Question

the table represents the results of survey that asked people their age and the percent of their budget that they spend on entertainment.
age | % of budget for entertainment
27 | 10
34 | 7
68 | 5
25 | 9.5
41 | 6
39 | 9
52 | 4
70 | 2
50 | 6.8
write the function that best represents this data (do not enter spaces and round to nearest hundredths place).
f(x) =

Explanation:

Step1: Identify the type of model

We can assume a linear or exponential model, but looking at the data (age vs. % of budget for entertainment), it seems to have a negative correlation, so we can try a linear regression model. Let \( x \) be age and \( y \) be % of budget.
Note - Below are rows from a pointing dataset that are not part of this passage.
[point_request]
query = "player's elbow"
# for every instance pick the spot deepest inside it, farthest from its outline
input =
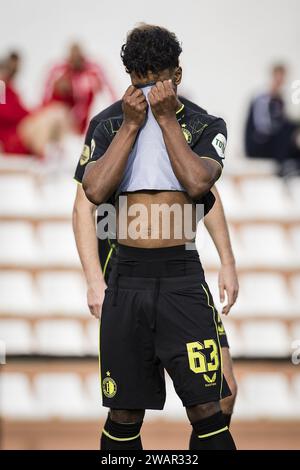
(92, 193)
(200, 187)
(200, 183)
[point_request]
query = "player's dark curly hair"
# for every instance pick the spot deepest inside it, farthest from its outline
(150, 48)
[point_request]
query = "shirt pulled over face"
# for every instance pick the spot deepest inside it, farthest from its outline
(148, 166)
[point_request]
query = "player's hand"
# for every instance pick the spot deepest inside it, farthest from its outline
(95, 297)
(163, 101)
(228, 282)
(134, 105)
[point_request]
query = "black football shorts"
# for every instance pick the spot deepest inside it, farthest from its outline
(158, 314)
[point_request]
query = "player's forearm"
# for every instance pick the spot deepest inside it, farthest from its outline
(87, 243)
(103, 177)
(196, 175)
(217, 227)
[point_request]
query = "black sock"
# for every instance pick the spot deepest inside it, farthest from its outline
(116, 436)
(211, 434)
(227, 418)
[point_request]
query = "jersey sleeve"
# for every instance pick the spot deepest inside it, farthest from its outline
(212, 142)
(100, 142)
(86, 152)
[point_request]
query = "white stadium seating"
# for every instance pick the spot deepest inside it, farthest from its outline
(57, 244)
(17, 293)
(19, 195)
(59, 337)
(18, 244)
(17, 336)
(60, 395)
(62, 293)
(16, 396)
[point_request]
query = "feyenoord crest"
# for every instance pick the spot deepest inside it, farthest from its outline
(187, 134)
(109, 386)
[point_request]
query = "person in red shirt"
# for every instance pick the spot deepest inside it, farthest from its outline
(25, 131)
(12, 111)
(75, 84)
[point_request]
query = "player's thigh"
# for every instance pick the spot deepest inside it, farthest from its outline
(228, 370)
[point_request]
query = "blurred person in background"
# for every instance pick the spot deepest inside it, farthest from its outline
(75, 83)
(269, 132)
(13, 111)
(25, 131)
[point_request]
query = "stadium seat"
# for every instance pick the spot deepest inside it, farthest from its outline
(275, 399)
(17, 401)
(17, 244)
(296, 392)
(264, 294)
(265, 339)
(62, 293)
(17, 336)
(231, 199)
(59, 337)
(295, 286)
(266, 245)
(294, 190)
(60, 395)
(18, 195)
(57, 196)
(57, 244)
(295, 238)
(267, 198)
(17, 293)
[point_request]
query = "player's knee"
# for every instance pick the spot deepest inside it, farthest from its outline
(202, 411)
(127, 416)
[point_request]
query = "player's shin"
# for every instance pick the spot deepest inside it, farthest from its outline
(121, 436)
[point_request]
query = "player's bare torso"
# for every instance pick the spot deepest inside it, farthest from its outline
(155, 219)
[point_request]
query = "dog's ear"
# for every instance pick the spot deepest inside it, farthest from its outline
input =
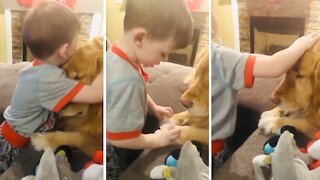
(316, 83)
(316, 48)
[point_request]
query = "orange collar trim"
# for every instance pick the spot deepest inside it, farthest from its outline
(123, 55)
(36, 62)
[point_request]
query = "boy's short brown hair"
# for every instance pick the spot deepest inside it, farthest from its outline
(47, 26)
(161, 18)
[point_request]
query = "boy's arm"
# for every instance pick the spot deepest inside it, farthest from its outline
(282, 61)
(162, 137)
(91, 93)
(159, 111)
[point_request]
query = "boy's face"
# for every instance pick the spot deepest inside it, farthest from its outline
(153, 51)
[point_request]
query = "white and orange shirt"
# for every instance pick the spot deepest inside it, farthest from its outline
(42, 90)
(231, 70)
(126, 96)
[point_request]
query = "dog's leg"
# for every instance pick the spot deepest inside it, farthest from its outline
(275, 112)
(84, 142)
(272, 125)
(180, 118)
(193, 133)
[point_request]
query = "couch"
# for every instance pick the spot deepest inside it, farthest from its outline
(165, 86)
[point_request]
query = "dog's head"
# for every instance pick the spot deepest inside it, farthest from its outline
(85, 64)
(300, 86)
(195, 99)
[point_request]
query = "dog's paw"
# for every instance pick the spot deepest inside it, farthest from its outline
(176, 120)
(40, 142)
(268, 124)
(272, 113)
(183, 135)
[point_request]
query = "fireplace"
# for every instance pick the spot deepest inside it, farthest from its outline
(269, 35)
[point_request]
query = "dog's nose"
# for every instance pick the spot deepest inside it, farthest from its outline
(275, 100)
(186, 103)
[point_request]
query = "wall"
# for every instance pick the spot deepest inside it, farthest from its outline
(3, 48)
(308, 9)
(224, 36)
(114, 21)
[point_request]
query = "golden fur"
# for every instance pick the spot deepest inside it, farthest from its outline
(195, 121)
(79, 125)
(297, 97)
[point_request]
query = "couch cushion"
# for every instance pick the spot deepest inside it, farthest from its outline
(165, 84)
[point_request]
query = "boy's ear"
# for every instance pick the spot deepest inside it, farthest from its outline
(139, 36)
(63, 50)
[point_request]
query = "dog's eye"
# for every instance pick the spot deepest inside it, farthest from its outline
(299, 76)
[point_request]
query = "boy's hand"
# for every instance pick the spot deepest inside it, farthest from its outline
(306, 42)
(162, 112)
(167, 134)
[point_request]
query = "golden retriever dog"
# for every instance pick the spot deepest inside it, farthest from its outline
(79, 125)
(195, 120)
(297, 97)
The linear model is \( y = mx + b \), where \( m \) is the slope and \( b \) is the y-intercept.

Step2: Calculate the slope \( m \)

First, we need the mean of \( x \) (\( \bar{x} \)) and mean of \( y \) (\( \bar{y} \)).
The data points are:
\( (27,10), (34,7), (68,5), (25,9.5), (41,6), (39,9), (52,4), (70,2), (50,6.8) \)

Number of points \( n = 9 \)

Calculate \( \sum x \): \( 27 + 34 + 68 + 25 + 41 + 39 + 52 + 70 + 50 = 406 \)

\( \bar{x} = \frac{406}{9} \approx 45.11 \)

Calculate \( \sum y \): \( 10 + 7 + 5 + 9.5 + 6 + 9 + 4 + 2 + 6.8 = 59.3 \)

\( \bar{y} = \frac{59.3}{9} \approx 6.59 \)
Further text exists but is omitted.